ネコの「わたし」が描く、どんくさい「げぼく」と生きた日々

 本作にはネコの「わたし」目線で、げぼくとの生活が描かれている。「わたし」はきょうだいと暮らしていた時、4歳の男の子に「この子がいちばんかわいい!」と言われ、家に迎えられた。

 男の子はその日から、猫のお世話をするように。自分を素敵な猫だと思っている「わたし」にとってそれは当然の行為。自分よりもどんくさい男の子のことを「げぼく」だと思うようになった。

 げぼくという言葉には、少なからずネガティブなイメージがあると思う。しかし、本作で「わたし」が口にする「げぼく」は温かい。なぜなら、そこにはたくさんの愛が込められているからだ。

 ある日、「わたし」はげぼくが買ってもらったロボットが気になり、自慢の肉球で動かしてみることに。すると、ロボットは机の上から落ち、壊れてしまった。それを知ったげぼくが泣きながら尻尾を掴んできたため、「わたし」も応戦。げぼくを引っ掻いた。しかし、翌日になっても泣き続けているげぼくの姿を見ているうちに、「わたし」の心に寂しさと罪悪感が。

まいにちなでてくれるのだが、きょうはまったくさわってくれない。まいにちあそんでくれるのだが、きょうはさそいもしてくれない。

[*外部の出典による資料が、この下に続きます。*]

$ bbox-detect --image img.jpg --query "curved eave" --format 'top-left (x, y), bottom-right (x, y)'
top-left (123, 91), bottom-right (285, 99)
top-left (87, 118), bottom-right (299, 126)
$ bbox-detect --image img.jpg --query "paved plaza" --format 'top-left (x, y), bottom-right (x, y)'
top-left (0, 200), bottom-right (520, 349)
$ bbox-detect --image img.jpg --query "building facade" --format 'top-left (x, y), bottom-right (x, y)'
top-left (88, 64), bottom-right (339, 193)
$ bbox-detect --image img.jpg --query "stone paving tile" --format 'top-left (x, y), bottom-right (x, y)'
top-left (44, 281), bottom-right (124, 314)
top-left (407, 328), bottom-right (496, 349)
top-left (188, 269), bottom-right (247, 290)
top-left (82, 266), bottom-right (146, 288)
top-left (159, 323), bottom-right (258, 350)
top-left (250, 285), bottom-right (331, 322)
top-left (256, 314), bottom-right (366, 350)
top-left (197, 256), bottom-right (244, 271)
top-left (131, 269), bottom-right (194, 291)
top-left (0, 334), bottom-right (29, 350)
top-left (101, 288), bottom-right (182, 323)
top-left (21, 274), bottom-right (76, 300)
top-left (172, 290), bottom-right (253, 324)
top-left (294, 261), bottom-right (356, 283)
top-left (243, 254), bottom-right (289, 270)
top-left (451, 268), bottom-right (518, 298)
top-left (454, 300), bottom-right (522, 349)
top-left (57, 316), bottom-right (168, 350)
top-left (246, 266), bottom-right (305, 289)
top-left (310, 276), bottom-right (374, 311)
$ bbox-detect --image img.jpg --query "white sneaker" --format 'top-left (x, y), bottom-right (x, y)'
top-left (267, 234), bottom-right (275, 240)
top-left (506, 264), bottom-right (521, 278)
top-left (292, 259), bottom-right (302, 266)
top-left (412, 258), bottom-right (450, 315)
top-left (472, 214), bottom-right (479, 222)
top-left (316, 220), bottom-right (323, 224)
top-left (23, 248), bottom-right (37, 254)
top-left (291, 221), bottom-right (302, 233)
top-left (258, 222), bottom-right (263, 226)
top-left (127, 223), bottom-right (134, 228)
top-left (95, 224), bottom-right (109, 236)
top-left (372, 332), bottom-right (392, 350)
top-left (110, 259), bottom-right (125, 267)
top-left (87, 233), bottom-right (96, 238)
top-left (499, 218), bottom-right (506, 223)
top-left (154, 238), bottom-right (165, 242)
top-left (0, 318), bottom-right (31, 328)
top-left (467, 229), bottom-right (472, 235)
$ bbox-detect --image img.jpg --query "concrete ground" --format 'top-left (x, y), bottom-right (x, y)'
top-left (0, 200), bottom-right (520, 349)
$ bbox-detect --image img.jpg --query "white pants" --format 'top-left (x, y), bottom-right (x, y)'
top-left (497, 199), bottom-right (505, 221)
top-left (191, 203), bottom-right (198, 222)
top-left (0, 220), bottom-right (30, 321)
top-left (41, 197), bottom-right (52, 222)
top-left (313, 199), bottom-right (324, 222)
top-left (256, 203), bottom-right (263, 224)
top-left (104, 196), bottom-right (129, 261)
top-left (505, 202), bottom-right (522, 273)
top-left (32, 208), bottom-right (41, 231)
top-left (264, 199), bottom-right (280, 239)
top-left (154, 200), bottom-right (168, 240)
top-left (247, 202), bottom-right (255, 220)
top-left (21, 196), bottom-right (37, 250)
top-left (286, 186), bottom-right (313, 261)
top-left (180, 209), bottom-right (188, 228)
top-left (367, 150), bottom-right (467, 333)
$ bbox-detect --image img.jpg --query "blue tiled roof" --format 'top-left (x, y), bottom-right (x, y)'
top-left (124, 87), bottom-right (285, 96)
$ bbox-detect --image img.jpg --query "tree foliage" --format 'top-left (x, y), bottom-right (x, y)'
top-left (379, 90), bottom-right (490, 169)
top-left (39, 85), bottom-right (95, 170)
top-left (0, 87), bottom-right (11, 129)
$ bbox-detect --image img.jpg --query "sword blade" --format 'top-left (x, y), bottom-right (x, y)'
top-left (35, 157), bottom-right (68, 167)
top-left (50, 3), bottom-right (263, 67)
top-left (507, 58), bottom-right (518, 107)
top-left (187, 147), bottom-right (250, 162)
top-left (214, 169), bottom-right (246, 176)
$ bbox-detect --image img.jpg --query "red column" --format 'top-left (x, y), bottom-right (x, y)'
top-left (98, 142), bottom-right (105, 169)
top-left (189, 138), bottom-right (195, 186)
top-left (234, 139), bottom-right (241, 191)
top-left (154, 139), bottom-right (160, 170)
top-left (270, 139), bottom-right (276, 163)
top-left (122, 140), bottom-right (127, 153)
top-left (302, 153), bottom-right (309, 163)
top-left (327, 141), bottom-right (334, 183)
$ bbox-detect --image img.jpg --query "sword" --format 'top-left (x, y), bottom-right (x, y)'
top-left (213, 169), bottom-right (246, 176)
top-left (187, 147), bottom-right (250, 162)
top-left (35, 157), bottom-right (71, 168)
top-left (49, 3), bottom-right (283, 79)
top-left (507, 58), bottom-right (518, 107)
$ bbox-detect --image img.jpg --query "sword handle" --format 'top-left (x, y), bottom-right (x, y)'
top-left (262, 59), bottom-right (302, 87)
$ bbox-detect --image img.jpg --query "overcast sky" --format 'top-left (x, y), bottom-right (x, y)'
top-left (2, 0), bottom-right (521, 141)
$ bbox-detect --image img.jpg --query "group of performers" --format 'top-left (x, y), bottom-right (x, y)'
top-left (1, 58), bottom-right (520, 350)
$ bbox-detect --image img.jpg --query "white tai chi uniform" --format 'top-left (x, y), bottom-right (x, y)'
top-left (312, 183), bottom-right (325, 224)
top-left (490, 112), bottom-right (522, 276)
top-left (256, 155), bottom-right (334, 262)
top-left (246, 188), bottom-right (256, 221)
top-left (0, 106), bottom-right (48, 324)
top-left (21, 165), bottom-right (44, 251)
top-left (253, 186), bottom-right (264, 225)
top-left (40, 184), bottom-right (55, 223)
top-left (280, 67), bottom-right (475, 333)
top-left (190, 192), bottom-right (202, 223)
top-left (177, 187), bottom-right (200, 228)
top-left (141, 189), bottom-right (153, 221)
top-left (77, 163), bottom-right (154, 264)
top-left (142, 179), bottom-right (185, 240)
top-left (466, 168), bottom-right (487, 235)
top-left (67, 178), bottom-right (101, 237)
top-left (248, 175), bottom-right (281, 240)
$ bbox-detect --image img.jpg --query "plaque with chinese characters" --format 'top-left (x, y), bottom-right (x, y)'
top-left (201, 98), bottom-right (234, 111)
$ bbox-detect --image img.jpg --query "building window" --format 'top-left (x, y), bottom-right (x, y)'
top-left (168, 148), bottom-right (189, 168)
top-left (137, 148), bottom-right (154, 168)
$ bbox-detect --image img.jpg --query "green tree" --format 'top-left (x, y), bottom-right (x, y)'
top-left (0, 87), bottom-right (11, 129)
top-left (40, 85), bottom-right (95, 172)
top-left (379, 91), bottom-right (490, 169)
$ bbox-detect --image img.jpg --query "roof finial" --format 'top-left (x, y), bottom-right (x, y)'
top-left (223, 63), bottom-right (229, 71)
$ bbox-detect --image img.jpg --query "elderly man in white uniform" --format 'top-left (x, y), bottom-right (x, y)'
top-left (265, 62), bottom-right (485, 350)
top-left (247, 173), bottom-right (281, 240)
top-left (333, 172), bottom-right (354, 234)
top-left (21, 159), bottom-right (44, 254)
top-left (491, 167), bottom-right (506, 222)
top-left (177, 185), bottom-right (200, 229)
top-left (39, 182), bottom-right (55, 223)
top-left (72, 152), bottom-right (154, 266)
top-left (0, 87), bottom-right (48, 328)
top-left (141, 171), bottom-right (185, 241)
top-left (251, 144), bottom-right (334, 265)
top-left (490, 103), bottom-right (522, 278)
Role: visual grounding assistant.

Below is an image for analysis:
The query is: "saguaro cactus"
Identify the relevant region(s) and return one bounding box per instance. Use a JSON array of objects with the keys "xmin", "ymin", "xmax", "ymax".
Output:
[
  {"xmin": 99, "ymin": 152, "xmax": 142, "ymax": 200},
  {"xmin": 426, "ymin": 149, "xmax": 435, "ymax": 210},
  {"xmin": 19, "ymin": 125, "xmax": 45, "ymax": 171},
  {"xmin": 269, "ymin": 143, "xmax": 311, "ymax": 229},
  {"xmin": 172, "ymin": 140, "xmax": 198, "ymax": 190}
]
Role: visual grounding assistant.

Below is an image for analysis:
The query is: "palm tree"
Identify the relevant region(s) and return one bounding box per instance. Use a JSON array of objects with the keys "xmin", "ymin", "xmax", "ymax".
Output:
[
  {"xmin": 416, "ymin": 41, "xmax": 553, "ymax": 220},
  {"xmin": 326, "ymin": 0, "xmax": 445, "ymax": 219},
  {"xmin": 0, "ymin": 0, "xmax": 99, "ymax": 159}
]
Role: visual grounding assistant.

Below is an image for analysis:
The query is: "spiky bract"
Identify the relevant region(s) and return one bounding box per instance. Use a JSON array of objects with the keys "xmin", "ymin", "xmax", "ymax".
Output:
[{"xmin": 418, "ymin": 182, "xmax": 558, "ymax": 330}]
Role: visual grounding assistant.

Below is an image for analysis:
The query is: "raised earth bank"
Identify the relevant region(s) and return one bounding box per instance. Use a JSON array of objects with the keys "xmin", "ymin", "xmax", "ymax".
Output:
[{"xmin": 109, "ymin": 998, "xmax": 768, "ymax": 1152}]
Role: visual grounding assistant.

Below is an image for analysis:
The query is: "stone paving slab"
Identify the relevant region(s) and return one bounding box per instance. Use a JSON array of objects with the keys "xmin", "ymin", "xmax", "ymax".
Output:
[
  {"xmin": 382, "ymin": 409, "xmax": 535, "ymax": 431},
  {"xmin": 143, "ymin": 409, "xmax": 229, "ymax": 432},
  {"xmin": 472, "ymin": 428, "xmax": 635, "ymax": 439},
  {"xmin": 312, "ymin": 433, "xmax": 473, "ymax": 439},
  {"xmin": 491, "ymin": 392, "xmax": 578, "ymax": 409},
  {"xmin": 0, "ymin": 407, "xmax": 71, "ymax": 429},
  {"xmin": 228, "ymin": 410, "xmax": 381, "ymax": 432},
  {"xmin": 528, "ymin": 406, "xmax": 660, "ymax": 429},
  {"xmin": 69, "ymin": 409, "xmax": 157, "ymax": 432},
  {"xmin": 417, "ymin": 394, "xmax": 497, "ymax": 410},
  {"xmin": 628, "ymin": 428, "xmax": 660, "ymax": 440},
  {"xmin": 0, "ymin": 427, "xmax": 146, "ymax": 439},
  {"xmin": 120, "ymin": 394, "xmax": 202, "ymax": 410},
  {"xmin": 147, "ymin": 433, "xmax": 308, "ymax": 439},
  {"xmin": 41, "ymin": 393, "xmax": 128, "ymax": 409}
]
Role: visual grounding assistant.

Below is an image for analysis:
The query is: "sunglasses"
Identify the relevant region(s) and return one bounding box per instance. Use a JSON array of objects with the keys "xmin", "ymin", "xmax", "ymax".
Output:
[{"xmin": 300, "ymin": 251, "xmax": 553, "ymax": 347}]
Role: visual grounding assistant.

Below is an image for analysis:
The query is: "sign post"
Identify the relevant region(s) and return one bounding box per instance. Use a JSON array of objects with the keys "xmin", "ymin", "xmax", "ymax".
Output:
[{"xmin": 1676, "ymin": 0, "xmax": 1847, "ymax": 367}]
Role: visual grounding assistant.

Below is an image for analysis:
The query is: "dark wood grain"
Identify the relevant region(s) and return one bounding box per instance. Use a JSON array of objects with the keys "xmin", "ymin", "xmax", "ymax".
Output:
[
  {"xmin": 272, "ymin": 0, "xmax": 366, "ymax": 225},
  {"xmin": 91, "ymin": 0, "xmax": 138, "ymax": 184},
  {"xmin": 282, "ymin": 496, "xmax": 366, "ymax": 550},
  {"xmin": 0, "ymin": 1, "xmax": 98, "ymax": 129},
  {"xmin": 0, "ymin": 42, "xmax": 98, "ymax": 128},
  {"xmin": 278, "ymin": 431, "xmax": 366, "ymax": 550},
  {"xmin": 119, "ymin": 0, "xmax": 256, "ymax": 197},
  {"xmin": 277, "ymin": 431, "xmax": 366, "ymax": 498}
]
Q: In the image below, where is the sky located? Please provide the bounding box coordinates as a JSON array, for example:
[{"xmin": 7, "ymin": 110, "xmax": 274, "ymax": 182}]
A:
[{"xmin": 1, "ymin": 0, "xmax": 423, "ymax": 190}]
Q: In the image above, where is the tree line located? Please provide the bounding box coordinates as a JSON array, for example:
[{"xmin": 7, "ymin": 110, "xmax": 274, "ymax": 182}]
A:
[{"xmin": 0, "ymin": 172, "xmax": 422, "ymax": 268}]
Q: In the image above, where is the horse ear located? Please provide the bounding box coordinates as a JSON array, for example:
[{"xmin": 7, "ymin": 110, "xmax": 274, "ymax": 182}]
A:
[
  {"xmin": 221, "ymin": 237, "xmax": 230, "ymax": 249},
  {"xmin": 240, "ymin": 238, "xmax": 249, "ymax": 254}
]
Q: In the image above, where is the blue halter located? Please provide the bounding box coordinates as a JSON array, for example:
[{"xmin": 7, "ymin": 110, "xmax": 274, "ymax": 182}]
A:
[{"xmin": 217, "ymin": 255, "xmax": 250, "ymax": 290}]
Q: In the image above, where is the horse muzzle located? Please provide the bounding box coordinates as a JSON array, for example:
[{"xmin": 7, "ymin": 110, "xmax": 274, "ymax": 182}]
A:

 そこで、「わたし」はとっておきの獲物「ごきぶり」をプレゼント。仲直りを試みる。

 こうしたコミカルなやりとりは自分も経験したことがあったため、顔がほころんだ。愛猫を家に迎えて、まだ間もない頃。トイレに行った隙に、何時間もかけて必死に書いた原稿をボロボロにされ、喧嘩したことがあった。

 「もう知らない」と泣く私を愛猫は初め、遠くからじっと観察。興味なさそうにしていたが、やがて自分のおやつを咥えてきて、「悪かった」とでもいうように顔をペロペロ。その気持ちが嬉しくて、すぐに仲直りをした。共に笑い、時には喧嘩をし、私たちはゆっくりと家族になってきたのだ。